The problem with relational databases was that a single logical structure in the application ends up being split into several rows and tables. This is known as impedance mismatch: the difficulties encountered when trying to map an object into a table.

This led to object databases. They did not become popular because many systems used relational databases for integration. This way, relational has dominated into the 2000s. The change that happened to bring attention no NoSQL was the popularization of the Internet. Some sites got a lot of traffic and needed to scale. Using many simple computers, as Google and Facebook do is not relational database friendly, as these databases are not easily distributed.

NoSQL (the term) was a hashtag someone came up with for a meetup Johan Oskarsson proposed to discuss the problems with relational databases. Defining NoSQL is almost impossible, but it is possible to list some common characteristics of NoSQL databases:

  • They are non-relational.
  • Most are cluster-friendly.
  • Most are open source.
  • They are related to 21st century web.
  • They are schema-less.

There are four different data models NoSQL databases use.

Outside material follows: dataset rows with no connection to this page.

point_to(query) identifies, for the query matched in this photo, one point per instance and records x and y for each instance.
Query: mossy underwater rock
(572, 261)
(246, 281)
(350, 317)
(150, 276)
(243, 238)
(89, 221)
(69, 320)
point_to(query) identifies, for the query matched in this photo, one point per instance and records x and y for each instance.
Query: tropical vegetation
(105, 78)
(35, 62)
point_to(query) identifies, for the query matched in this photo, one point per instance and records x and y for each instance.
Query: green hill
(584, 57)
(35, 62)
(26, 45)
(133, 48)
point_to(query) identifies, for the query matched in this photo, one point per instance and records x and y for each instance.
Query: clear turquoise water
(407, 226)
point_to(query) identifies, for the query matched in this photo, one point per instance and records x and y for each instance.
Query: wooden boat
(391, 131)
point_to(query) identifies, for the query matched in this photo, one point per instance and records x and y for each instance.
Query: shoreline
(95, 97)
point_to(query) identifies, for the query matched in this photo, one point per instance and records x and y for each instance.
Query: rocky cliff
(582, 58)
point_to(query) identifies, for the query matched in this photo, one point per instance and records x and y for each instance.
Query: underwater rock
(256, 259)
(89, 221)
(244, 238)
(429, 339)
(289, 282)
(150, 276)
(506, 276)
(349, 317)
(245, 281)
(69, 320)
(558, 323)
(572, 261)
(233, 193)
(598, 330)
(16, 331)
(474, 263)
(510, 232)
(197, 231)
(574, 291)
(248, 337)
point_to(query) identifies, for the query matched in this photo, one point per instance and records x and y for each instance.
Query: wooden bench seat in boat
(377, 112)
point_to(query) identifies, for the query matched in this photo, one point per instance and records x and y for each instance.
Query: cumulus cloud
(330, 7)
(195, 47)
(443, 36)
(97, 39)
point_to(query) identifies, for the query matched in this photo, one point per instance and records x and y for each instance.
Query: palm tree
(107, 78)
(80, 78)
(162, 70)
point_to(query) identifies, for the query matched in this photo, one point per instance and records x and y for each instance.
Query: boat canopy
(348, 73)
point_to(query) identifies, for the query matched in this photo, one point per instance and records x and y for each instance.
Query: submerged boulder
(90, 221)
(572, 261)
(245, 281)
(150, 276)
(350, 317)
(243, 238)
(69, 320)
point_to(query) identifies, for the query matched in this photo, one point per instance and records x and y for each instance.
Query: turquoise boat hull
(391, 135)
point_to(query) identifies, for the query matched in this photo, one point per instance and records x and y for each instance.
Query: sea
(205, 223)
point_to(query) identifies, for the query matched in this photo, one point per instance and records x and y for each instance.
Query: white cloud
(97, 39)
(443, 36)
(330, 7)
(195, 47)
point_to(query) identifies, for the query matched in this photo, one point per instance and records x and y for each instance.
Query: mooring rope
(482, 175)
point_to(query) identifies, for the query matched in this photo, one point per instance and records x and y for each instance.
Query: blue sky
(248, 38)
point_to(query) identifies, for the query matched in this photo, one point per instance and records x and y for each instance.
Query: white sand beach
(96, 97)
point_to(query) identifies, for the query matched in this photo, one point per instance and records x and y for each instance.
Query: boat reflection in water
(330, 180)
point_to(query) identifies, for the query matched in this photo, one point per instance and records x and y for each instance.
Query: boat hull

The simplest one is key-value. It’s like a persistent hashmap that can store any kind of data.

There is also the document model. It is similar to JSON. Differently from a key-value, this is much more transparent about what the data is.

Having no schema adds a lot of flexibility. But note that schema-less is not accurate as most if not all documents have an implicit schema. For instance, all items may have price even if it is not required.

Most key-value databases allow you to store metadata about the values, what makes them somewhat similar to document databases.

Document databases usually provide access by ID, what further blurries the line between key-value and document databases.

There is also the column family model, which is slightly more complex. In these databases, a row key maps to a set of column families.

These three types of NoSQL databases are also known as aggregate models. They are better at clustering because each node gets a set of aggregates that contain all the data a query needs and thus avoid the need of building the result from small pieces obtained from different nodes.

If you need to slice data in several different ways, aggregate databases are not a good idea.

The fourth and last type of NoSQL database is graph databases. These go in the opposite direction of the other three, making the structure even less rigid than a table. All four are schema-less and which one you use depends on how do you work with your data.

If you use aggregates all the time, aggregate oriented databases are your best bet. If you need to really break things up and jump around in a complex structure, graph databases are the way to go. But in the end what works best for you may be the good and old tabular structure provided by relational databases.

NoSQL databases ease development when there are natural aggregates and when there is just too much data for a single server. Aggregate-oriented databases are ACID within aggregates, concurrency issues show up when a single transaction must change multiple documents.